Evolução histórica de Aveiro
Maria Aurora Bernardo
Henriques
A primeira fonte escrita que se conhece e que prova a
existência milenária de Aveiro data de 959 e era referenciada com o nome
de «Alavarium», querendo significar local onde abunda terra argilosa e
água corrente.
A categoria de Vila, que lhe é atribuída nesta altura,
não lhe confere a importância que à primeira vista parece ter, dado que
nos séculos X e XI assim era designado qualquer agregado rústico.

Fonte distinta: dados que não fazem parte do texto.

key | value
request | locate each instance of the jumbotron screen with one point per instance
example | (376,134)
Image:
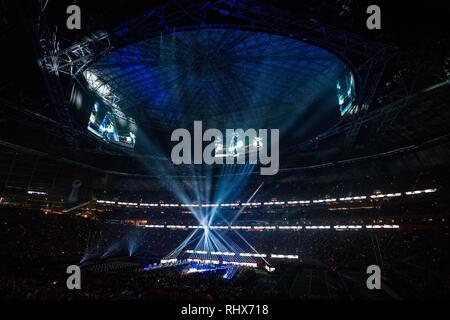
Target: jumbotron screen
(106,124)
(346,92)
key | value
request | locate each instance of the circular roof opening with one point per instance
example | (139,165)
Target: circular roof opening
(228,78)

De
pouca ou nenhuma importância, pela sua posição nada privilegiada para a
guerra, sem castelo ou muralhas que a defendessem dos constantes ataques
dos mouros, só algumas décadas mais tarde poderia vir a florescer, mercê
do seu próspero comércio, da sua localização geográfica, propícia para
navegação, do seu solo fértil para a prática agrícola e da sua
actividade salícola.
Terra de navegadores e mareantes por excelência, só
começou a sua verdadeira ascensão depois do século XII, com a tomada de
Lisboa em 1147, porquanto só a partir de então o tráfego marítimo foi
intensificado, após o afastamento do perigo que os árabes estabelecidos
em Lisboa representavam em termos de pirataria.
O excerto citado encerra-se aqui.